Segundo ele, esta mensagem ecoou até chegar nos dias de hoje, “como um antídoto renovado contra a globalização da indiferença”. “Jesus continua a atravessar as nossas estradas, a bater às portas, a bater aos corações para reacender a esperança e os anseios. (...) Jesus continua a chamar e quer ungir-nos com o seu Espírito para que também nós saiamos para ungir com esta unção capaz de curar a esperança ferida e renovar o nosso olhar”.

“Hoje o Senhor chama-te a atravessar com Ele a cidade. Chama-te a ser seu discípulo missionário, tornando-te assim participante desse grande sussurro que quer continuar a ressoar nos mais variados ângulos da nossa vida: Alegra-te, o Senhor está contigo”, exortou o Papa.

Despedida

Após a Missa, Francisco fez seu último discurso em terras peruanas. Na despedida, renovou o agradecimento a todos que tornaram esta visita possível, uma viagem que deixou uma marca inapagável em seu coração.

Ele lembrou uma declaração feita no início de sua peregrinação ao país: o Peru é uma terra de esperança. “Terra de esperança pela biodiversidade que nele se encontra, juntamente com a beleza de lugares capazes de nos ajudar a descobrir a presença de Deus.
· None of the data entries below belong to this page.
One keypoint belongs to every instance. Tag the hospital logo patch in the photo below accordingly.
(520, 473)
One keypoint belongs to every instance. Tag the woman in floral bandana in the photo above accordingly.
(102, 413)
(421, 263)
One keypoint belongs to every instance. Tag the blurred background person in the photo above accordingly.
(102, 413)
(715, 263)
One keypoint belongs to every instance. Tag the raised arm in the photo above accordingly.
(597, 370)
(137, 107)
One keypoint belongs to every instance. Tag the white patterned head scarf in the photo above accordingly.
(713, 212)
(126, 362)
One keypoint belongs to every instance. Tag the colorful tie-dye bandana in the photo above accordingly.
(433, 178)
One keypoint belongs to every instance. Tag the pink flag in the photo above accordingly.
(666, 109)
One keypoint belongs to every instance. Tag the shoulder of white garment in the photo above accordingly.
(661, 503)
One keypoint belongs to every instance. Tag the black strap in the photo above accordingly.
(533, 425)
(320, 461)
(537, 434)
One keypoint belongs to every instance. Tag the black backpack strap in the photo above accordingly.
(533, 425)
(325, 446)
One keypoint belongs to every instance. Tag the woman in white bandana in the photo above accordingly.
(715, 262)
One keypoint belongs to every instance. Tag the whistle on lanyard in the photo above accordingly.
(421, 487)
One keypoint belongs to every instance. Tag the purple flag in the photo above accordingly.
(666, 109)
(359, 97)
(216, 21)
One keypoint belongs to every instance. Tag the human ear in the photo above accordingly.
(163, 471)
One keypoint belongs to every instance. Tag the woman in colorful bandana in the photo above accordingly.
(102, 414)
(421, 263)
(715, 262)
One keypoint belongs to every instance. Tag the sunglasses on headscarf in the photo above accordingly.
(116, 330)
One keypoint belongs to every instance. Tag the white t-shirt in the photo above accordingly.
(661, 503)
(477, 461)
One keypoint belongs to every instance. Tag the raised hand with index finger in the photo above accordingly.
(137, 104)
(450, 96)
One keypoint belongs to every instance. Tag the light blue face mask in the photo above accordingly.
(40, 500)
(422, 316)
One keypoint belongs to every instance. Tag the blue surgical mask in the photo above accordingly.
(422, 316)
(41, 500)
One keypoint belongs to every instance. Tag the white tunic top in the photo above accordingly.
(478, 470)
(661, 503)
Terra de esperança pela riqueza das suas tradições e costumes, que marcaram a alma deste povo. Terra de esperança pelos jovens, que não são o futuro, mas o presente do Peru”.

E fez um pedido especial aos peruanos: “Descobrir na esperança de seus avós, dos idosos, o DNA que guiou os seus grandes santos. Meninos e meninas, por favor, não se desenraizem. Avós e idosos, não deixem de transmitir às jovens gerações as raízes do seu povo e a sabedoria da vida para chegar ao céu. Convido todos a não ter medo de ser os santos do século XXI”.

Na conclusão de suas palavras, o Santo Padre pediu ainda aos peruanos que conservem a esperança e permaneçam unidos. “Vocês têm tantos motivos para esperar! Vi-o, toquei-o com a mão nestes dias. Conservem a esperança. Não há melhor maneira de guardar a esperança do que permanecer unidos, para que todos estes motivos, que a sustentam, se consolidem sempre mais de dia para dia. A esperança em Deus não engana”.

“Levo vocês no coração. Deus abençoe vocês! E peço-lhes, por favor, que não se esqueçam de rezar por mim”, finalizou Francisco.